Throughout this article the restorative relationship has been discussed in detail, queries to explore as a clinician have been articulated, and empirical support for the importance of the therapeutic relationship have been described. You may question the validity of this article or research, however please take an honest look at this area of the therapy procedure and begin to practice and develop strong therapeutic relationships. You will see the difference in the therapy process as well as client end result. This author experiences the present of the therapeutic relationship each and every day We work with clients. In fact , a client lately told me that I was “ the first therapist he has seen since 9-11 that he trusted and acted like a real person. He continued on to say, “ that’ s why I have the hope that I could possibly get better and actually trust another person. ” That’ s quite a reward of the therapeutic relationship and procedure. What a gift!
Think about, how you would like to be treated in case you were a client?
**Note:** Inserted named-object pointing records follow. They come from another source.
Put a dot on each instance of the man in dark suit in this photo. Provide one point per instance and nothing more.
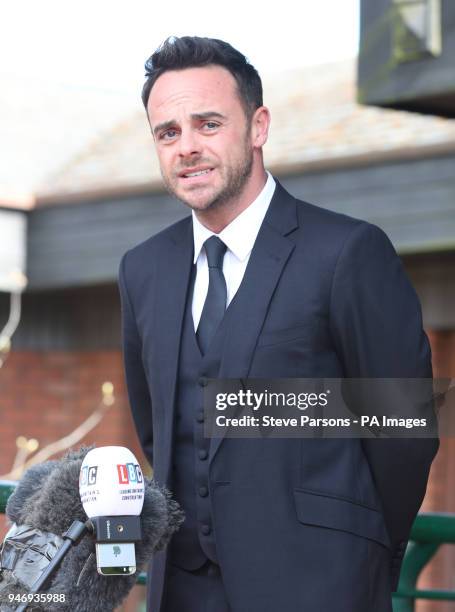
(258, 284)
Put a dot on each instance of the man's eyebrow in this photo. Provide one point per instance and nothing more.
(208, 115)
(165, 125)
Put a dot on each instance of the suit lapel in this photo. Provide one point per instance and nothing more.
(245, 319)
(171, 291)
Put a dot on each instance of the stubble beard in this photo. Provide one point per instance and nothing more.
(236, 178)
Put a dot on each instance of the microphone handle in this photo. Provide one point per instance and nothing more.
(73, 536)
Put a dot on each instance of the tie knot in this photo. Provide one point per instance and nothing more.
(215, 250)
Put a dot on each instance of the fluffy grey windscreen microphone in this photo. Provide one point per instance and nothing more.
(47, 501)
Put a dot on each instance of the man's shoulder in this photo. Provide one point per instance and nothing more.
(318, 215)
(160, 241)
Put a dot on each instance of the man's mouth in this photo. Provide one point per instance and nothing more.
(193, 173)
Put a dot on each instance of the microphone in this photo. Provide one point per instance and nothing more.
(111, 487)
(132, 516)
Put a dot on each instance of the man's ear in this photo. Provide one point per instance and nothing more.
(260, 123)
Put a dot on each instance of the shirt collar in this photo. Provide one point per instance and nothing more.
(239, 236)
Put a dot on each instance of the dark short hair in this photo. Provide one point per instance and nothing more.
(194, 51)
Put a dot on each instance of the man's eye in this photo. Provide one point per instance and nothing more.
(168, 135)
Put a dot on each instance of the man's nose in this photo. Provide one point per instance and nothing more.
(189, 144)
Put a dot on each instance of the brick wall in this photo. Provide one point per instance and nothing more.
(45, 395)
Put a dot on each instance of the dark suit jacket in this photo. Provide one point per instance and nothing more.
(299, 524)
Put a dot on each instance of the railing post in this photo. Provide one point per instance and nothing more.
(6, 488)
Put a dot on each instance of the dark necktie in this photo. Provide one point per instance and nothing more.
(215, 302)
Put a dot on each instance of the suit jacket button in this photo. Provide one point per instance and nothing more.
(200, 416)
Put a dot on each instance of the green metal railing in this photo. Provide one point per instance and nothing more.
(428, 533)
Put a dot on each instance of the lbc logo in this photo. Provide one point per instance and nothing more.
(129, 473)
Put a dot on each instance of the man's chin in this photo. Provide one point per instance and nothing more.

Always remember we are all part of the human race and each human being is unique and important, thus they should be treated this way in therapy. Our purpose as clinicians is to help other human beings enjoy this journey of life and if this field isn’ t the most crucial field on earth I don’ t know what is. We help figure out and create the future of human beings. To conclude, Constaquay, Goldfried, Wiser, Raue, and Hayes (1996) stated, ” It is essential that clinicians remember that decades of research consistently demonstrates that relationship factors correlate more highly along with client outcome than do specific treatment techniques. ”
References
Constaquay, T. G., Goldfried, M. R., Wiser, S., Raue, P. J., Hayes, A. M. (1996). Predicting the result of Cognitive therapy for major depression: A study of unique and typical factors. Journal of Consulting and Clinical Psychology, 65, 497-504.
Horvath, A. O. & Symonds, B., D. (1991). Relationship between a working alliance and end result in psychotherapy: A Meta Evaluation. Journal of Counseling Psychology, 37, 2, 139-149.
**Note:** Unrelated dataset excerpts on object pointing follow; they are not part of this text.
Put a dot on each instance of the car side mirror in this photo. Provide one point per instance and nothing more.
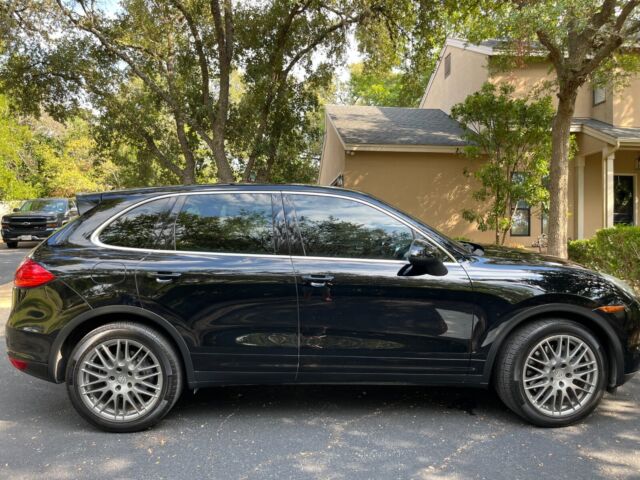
(425, 258)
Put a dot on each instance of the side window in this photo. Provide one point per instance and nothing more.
(140, 227)
(338, 227)
(226, 223)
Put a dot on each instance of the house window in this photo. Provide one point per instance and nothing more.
(521, 221)
(447, 65)
(599, 95)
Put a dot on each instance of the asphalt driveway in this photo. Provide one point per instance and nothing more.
(310, 432)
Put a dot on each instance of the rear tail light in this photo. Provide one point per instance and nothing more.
(32, 274)
(19, 364)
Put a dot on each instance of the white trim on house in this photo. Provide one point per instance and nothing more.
(580, 162)
(635, 193)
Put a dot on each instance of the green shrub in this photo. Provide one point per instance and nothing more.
(615, 251)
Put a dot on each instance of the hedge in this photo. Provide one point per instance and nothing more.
(615, 251)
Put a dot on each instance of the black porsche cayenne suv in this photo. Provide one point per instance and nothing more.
(151, 291)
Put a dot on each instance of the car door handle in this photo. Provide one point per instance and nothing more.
(164, 277)
(317, 280)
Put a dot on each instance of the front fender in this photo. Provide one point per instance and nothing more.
(495, 338)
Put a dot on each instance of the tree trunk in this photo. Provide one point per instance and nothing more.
(559, 175)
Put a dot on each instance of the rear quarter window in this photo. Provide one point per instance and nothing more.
(140, 227)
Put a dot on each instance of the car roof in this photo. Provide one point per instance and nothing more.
(86, 201)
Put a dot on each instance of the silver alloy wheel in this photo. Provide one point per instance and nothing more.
(120, 380)
(560, 375)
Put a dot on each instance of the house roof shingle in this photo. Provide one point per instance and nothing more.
(364, 125)
(619, 133)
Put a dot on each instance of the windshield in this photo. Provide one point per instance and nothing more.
(41, 205)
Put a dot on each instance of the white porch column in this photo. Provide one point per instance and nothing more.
(580, 200)
(608, 158)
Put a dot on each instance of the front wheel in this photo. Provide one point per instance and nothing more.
(123, 377)
(552, 372)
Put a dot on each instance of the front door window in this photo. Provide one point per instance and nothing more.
(624, 195)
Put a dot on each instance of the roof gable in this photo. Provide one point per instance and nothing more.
(365, 125)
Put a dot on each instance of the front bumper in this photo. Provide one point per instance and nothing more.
(13, 235)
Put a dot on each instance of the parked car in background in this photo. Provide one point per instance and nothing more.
(36, 219)
(154, 290)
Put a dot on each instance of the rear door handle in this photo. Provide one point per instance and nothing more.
(164, 277)
(317, 280)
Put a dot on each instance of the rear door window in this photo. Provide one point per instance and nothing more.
(226, 223)
(140, 227)
(340, 227)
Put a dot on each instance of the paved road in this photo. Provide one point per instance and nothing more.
(313, 432)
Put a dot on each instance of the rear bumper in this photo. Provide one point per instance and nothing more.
(33, 349)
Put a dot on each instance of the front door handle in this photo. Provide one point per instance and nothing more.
(317, 280)
(165, 277)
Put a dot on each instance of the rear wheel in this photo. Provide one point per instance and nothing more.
(123, 377)
(552, 372)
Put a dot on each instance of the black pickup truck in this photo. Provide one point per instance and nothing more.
(36, 219)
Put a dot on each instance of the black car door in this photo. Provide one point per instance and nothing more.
(359, 316)
(226, 281)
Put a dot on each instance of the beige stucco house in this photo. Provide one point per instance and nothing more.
(412, 157)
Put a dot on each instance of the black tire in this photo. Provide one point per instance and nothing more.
(508, 378)
(169, 365)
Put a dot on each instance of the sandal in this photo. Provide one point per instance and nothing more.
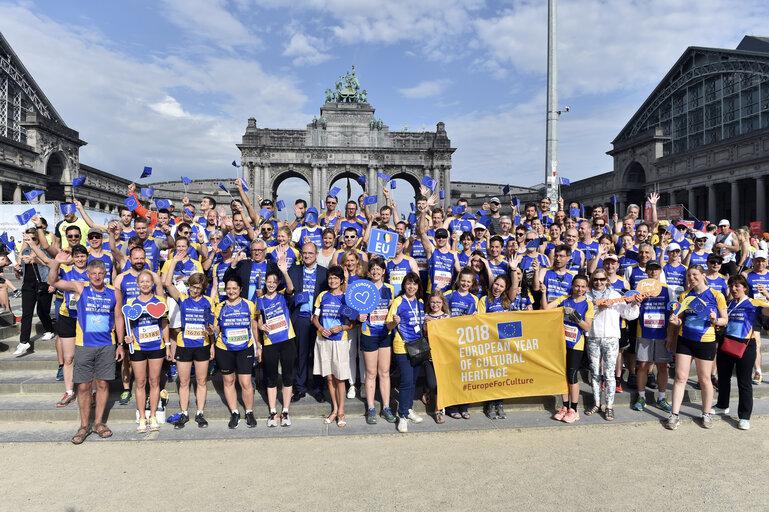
(102, 430)
(593, 410)
(81, 434)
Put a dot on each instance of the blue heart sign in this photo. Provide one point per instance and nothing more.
(362, 296)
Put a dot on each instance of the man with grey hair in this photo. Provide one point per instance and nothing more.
(98, 315)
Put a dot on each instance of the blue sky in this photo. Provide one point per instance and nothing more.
(171, 83)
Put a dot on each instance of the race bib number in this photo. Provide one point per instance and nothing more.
(276, 324)
(654, 320)
(237, 336)
(442, 279)
(377, 317)
(194, 331)
(149, 333)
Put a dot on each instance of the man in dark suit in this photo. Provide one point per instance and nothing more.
(309, 281)
(253, 270)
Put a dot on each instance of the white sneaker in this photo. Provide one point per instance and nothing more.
(21, 349)
(416, 418)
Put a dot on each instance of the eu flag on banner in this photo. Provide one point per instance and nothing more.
(26, 216)
(507, 330)
(33, 194)
(66, 209)
(131, 203)
(430, 183)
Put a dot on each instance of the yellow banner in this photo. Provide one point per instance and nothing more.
(493, 356)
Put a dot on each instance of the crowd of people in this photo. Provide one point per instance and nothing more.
(216, 289)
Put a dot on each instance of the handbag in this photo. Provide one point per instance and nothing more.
(734, 347)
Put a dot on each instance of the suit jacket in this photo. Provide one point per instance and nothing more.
(296, 273)
(243, 269)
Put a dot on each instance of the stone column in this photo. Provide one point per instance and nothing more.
(712, 213)
(315, 188)
(760, 201)
(692, 206)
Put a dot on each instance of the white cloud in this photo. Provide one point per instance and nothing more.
(306, 50)
(425, 89)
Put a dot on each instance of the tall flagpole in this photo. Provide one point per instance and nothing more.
(551, 138)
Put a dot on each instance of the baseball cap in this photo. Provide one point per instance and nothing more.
(653, 263)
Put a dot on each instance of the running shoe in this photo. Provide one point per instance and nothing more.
(234, 420)
(65, 400)
(183, 419)
(571, 416)
(200, 420)
(672, 422)
(664, 405)
(388, 415)
(125, 397)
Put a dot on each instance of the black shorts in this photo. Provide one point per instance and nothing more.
(189, 354)
(239, 361)
(66, 327)
(143, 355)
(697, 349)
Lambert, M., J. & Barley, M., E. (2001). Research Summary to the therapeutic relationship and psychotherapy end result. Psychotherapy, 38, 4, 357-361.
Orlinski, D. E., Severe, K., & Parks, B. Nited kingdom. (1994). Process and outcome in psychotherapy. In A. E. Bergin & S. L. Garfield (Eds. ), Handbook of psychotherapy(pp. 257-310). Ny: Wiley.
Roes, And. A. (2002). Solutions for the treatment resistant addicted client, Haworth Press.
Rogers, C. R. (1957). The Necessary and Sufficient Circumstances of Therapeutic Personality Change. Journal of Consulting Psychology, 21, 95-103.
Rogers, C. R. (1961). On Becoming a Person, Houghton Mifflin company, New York.
Schore, A. (1996). The experience dependent maturation of a regulatory system in the orbital prefrontal cortex and the origin of developmental psychopathology. Development and Psychopathology, 8, 59-87.